The real prize has to be Pac-Man Vs, though, given that this is the best version we've had to date. It's perfectly possible to play on a single Switch, though there's a free download on the store that'll enable you to link up with other Switch units and play the way god - or Miyamoto, in this case - intended, with one screen given over to the entire maze while the other hosts the ghost's more limited view of it all.
Is Pac-Man Vs any good, though? It's interesting enough, and you can sense that spark that set off a fairly destructive wildfire within Nintendo as it pursued the idea to its own dead end. There's an attraction to asymmetrical multiplayer that's undeniable, and it's exciting seeing it applied to Pac-Man's time-honoured formula. And, most importantly, it works.
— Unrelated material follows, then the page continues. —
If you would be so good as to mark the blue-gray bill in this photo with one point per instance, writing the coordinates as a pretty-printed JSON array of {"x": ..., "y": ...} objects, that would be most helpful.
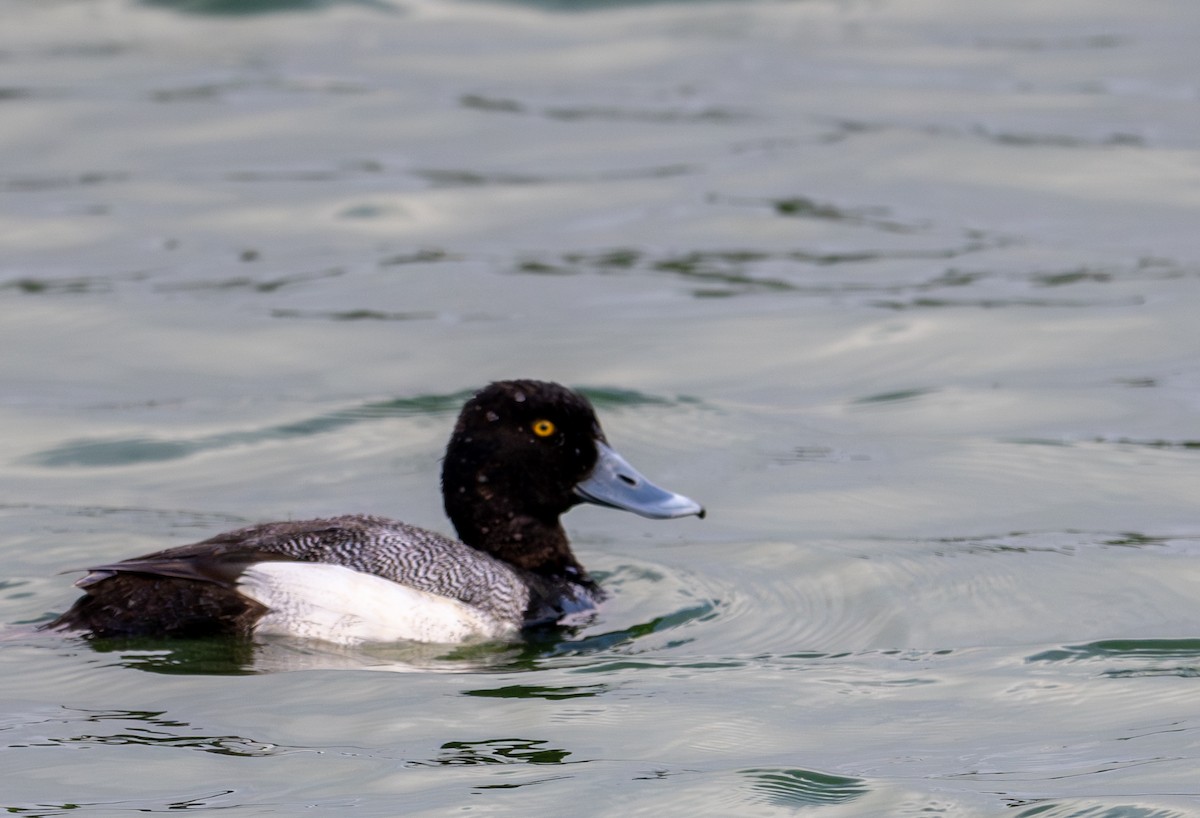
[{"x": 616, "y": 483}]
The idea's simple - you're either chasing as the ghosts or being chased as Pac-Man, with the roles reversing whenever Pac-Man's caught ensuring there's a nice balance to it all - even if there's never much meat added to those bones.
For amateur Nintendo historians like myself it's a fascinating curio, but its merits as a game have certainly faded: Nintendo moved the idea on in more substantial ways throughout the Wii U's life (and if you haven't played Nintendo Land, where the concept is made to really sing, then I implore you to do so!), while Pac-Man's benefitted from a meatier remix in the form of Championship Edition.
Is it worth £29.99 to try it out? I've certainly paid more to sample less enjoyable parts of Nintendo's history just out of curiosity, but I couldn't recommend you do the same. Still, there are plenty worse ways to spend that kind of money on the eShop right now, and I can't think of any that are quite as significant as this is, in its own curious way.